To write the equation of a circle given the endpoints of its diameter, you can follow these steps:

  1. Find the center of the circle by averaging the coordinates of the endpoints of the diameter.
  2. Calculate the radius of the circle by finding the distance between one of the endpoints and the center.
  3. Use the center and radius to write the equation of the circle in standard form, which is (x - h)^2 + (y - k)^2 = r^2, where (h, k) is the center of the circle and r is the radius.

Let's calculate:

  1. Center of the circle: (h = \frac{-2 + 4}{2} = 1) (k = \frac{7 - 8}{2} = -\frac{1}{2})

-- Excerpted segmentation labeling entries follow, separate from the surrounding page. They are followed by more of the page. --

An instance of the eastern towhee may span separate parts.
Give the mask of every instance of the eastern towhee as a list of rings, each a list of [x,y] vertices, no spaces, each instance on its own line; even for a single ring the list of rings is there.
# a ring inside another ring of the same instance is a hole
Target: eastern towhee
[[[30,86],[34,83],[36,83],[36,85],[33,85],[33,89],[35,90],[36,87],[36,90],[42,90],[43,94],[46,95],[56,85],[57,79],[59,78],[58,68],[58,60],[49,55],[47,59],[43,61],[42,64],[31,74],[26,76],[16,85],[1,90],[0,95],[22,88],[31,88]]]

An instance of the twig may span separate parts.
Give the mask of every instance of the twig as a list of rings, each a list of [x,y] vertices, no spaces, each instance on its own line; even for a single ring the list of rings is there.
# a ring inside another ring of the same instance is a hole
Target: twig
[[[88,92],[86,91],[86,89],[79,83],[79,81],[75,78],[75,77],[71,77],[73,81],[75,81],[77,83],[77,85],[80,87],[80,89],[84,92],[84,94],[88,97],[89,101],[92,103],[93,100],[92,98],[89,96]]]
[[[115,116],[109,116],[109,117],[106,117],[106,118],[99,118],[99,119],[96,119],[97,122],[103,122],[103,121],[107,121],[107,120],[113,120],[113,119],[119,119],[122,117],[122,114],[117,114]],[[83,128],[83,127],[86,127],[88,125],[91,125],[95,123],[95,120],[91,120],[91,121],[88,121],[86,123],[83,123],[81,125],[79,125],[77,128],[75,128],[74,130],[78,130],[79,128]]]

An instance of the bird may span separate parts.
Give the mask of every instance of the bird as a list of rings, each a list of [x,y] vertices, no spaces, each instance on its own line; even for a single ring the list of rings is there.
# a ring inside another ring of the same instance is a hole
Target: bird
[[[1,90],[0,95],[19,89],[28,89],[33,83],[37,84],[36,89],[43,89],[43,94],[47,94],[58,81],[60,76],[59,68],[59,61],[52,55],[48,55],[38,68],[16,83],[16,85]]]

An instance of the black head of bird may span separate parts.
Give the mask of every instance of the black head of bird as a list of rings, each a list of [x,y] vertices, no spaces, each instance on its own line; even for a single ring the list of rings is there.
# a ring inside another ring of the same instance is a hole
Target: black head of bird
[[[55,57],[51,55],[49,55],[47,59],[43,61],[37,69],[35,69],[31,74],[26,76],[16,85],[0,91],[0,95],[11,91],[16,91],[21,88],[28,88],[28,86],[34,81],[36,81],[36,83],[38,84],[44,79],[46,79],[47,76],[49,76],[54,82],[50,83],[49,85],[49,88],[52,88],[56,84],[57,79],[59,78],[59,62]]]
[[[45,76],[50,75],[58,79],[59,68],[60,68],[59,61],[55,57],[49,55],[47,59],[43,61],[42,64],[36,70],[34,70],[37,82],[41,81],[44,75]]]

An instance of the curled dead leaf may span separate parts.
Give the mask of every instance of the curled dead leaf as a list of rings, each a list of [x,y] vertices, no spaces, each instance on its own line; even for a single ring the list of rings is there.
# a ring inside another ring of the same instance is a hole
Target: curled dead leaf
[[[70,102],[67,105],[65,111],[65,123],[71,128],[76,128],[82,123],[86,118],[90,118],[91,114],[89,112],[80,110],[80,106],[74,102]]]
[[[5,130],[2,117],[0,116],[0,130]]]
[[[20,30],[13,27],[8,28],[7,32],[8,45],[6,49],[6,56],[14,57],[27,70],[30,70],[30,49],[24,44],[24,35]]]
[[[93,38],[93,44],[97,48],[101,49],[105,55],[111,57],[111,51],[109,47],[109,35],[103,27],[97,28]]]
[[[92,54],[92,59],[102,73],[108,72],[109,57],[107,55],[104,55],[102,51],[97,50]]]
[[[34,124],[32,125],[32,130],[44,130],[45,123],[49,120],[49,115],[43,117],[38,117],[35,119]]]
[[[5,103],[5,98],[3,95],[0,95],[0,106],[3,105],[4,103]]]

    So, the center of the circle is (1, -0.5).

  2. Radius of the circle: Use the distance formula to find the distance between one of the endpoints and the center: (r = \sqrt{(x_2 - x_1)^2 + (y_2 - y_1)^2}) Let's choose (-2, 7) as one of the endpoints: (r = \sqrt{(1 - (-2))^2 + ((-0.5) - 7)^2}) (r = \sqrt{(3)^2 + (-7.5)^2}) (r = \sqrt{9 + 56.25}) (r = \sqrt{65.25}) (r ≈ 8.08)

  3. Equation of the circle: ((x - 1)^2 + (y + 0.5)^2 = (8.08)^2) ((x - 1)^2 + (y + 0.5)^2 ≈ 65.25)

So, the equation of the circle is ((x - 1)^2 + (y + 0.5)^2 ≈ 65.25).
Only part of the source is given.